Understanding human motion is crucial for accurate pedestrian trajectory prediction. Conventional methods typically rely on supervised learning, where ground-truth labels are directly optimized against predicted trajectories. This amplifies the limitations caused by long-tailed data distributions, making it difficult for the model to capture abnormal behaviors. In this work, we propose a self-supervised pedestrian trajectory prediction framework that explicitly models position, velocity, and acceleration. We leverage velocity and acceleration information to enhance position prediction through feature injection and a self-supervised motion consistency mechanism. Our model hierarchically injects velocity features into the position stream. Acceleration features are injected into the velocity stream. This enables the model to predict position, velocity, and acceleration jointly. From the predicted position, we compute corresponding pseudo velocity and acceleration, allowing the model to learn from data-generated pseudo labels and thus achieve self-supervised learning. We further design a motion consistency evaluation strategy grounded in physical principles; it selects the most reasonable predicted motion trend by comparing it with historical dynamics and uses this trend to guide and constrain trajectory generation. We conduct experiments on the ETH-UCY and Stanford Drone datasets, demonstrating that our method achieves state-of-the-art performance on both datasets.

Paper Structure

This paper contains 18 sections, 8 equations, 4 figures, 6 tables.

Figures (4)

  • Figure 1: Our method takes historical pedestrian trajectories as inputs. From the historical trajectory, we extract position, velocity, and acceleration (accel.) information, which are then fed into a three-stream network. In the figure, the letter $d$ represents the amount of change. The network hierarchically fuses features across the three streams and enforces motion consistency among position, velocity, and accel predictions during training. The output consists of multiple possible future position trajectories.

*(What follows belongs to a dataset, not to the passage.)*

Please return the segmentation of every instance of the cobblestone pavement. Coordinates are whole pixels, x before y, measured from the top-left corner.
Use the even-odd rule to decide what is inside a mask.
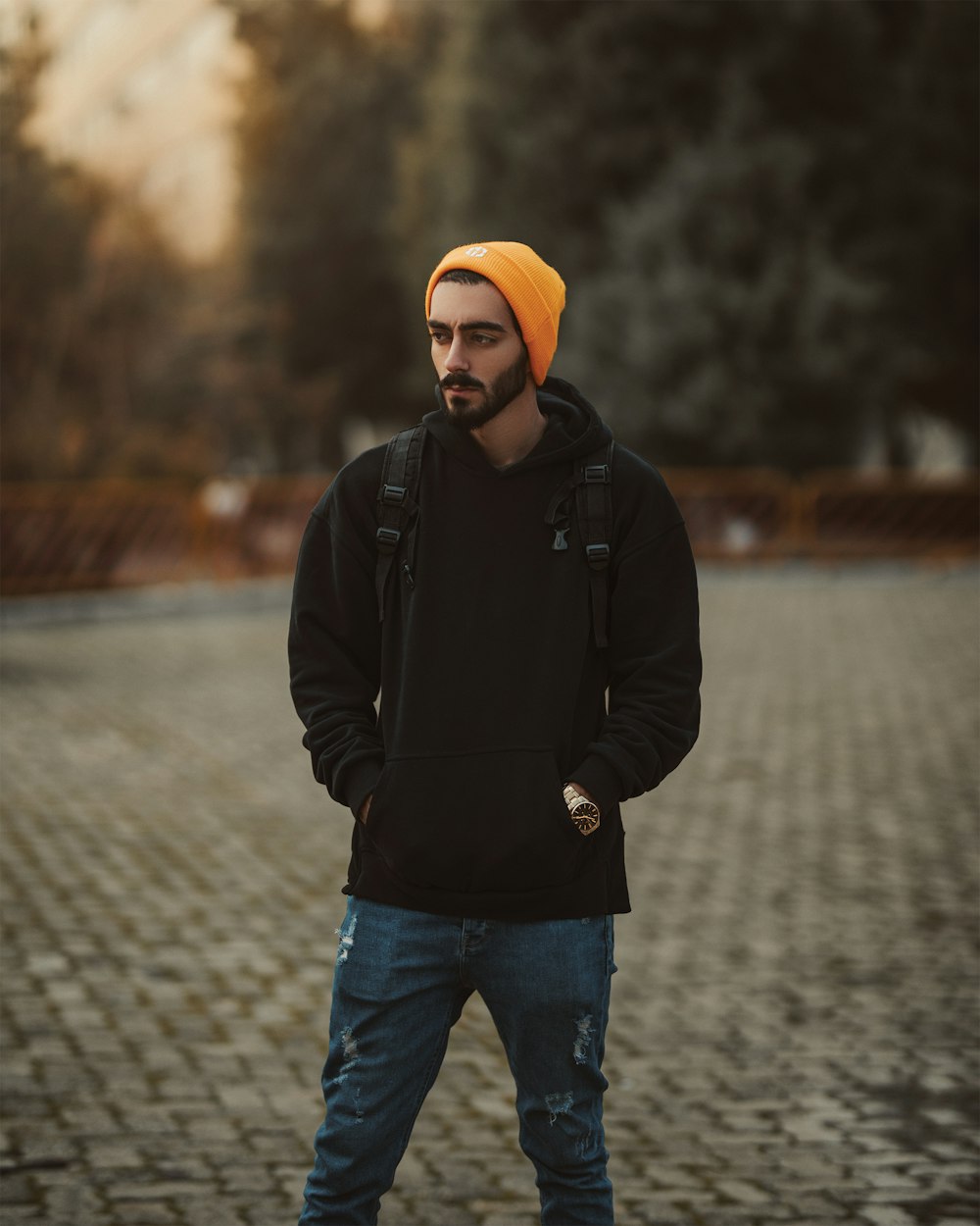
[[[348,817],[282,602],[146,613],[4,635],[0,1220],[287,1226]],[[712,571],[703,620],[702,739],[627,807],[617,1226],[968,1226],[976,575]],[[381,1221],[537,1221],[479,1000]]]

  • Figure 2: Our method takes position, velocity, and acceleration as inputs to a three-stream network. This network utilizes a transformer encoder to capture temporal information and outputs the features of position, velocity, and acceleration for each pedestrian. Velocity features are hierarchically injected to aid position prediction, while acceleration features are incorporated to support velocity prediction. A social decoder is then employed to predict $K$ potential trajectories based on these features. The decoder applies an attention mechanism to neighboring features, capturing interactions between pedestrians. Finally, we propose a self-supervised strategy to ensure motion consistency among position, velocity, and acceleration predictions. We group the velocity and acceleration predictions and apply $\mathcal{L}_{\text{cons1}}$ to ensure consistency within each group. Two heuristic strategies are defined to evaluate the velocity and acceleration predictions, with learnable weights assigned to these evaluations. Based on these evaluations, the network selects a velocity-acceleration group and applies $\mathcal{L}_{\text{cons2}}$ to enforce motion consistency between the position and the selected group.

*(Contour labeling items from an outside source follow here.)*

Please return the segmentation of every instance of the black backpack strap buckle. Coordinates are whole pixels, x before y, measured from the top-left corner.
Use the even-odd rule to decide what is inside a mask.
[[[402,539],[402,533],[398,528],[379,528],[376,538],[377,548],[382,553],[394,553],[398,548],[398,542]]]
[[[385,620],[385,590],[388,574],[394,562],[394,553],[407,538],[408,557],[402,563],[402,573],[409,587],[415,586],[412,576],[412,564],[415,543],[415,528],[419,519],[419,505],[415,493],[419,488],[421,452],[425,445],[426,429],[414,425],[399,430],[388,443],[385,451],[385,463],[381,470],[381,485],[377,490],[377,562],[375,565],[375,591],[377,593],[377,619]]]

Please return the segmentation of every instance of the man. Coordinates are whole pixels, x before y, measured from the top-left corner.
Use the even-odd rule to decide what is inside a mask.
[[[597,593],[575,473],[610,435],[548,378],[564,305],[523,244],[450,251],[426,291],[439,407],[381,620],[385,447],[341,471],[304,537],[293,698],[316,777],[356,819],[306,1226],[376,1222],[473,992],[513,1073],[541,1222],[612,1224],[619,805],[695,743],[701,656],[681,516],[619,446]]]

  • Figure 3: Visualizations of position and velocity trajectories reveal that the predicted trajectory distribution struggles to accurately account for sudden changes in a pedestrian's direction when motion consistency is not applied (w/o motion consistency). In contrast, our method considers the pedestrian's acceleration and deceleration patterns, enabling more precise trajectory predictions aligned with the direction of the historical trajectory.

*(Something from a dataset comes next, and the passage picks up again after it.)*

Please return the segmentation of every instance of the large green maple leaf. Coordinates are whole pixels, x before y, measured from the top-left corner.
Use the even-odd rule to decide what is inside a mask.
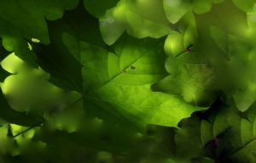
[[[113,52],[65,33],[63,40],[83,65],[84,109],[89,113],[100,115],[104,110],[140,126],[175,126],[182,118],[202,110],[173,95],[150,90],[150,85],[166,74],[162,66],[161,39],[137,40],[123,36]]]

  • Figure 4: The left figure shows predictions based solely on position information while the person changes movement direction. The ground truth is highlighted in green. The middle figure shows the predictions of our method, where speed changes are visualized as fast and slow. In this case, the person adjusts their movement direction with a slow-down signal. The right figure illustrates a scenario where the person aims to maintain their movement direction, ensuring that the speed does not decrease. This figure shows the advantage of using position, velocity and acceleration information.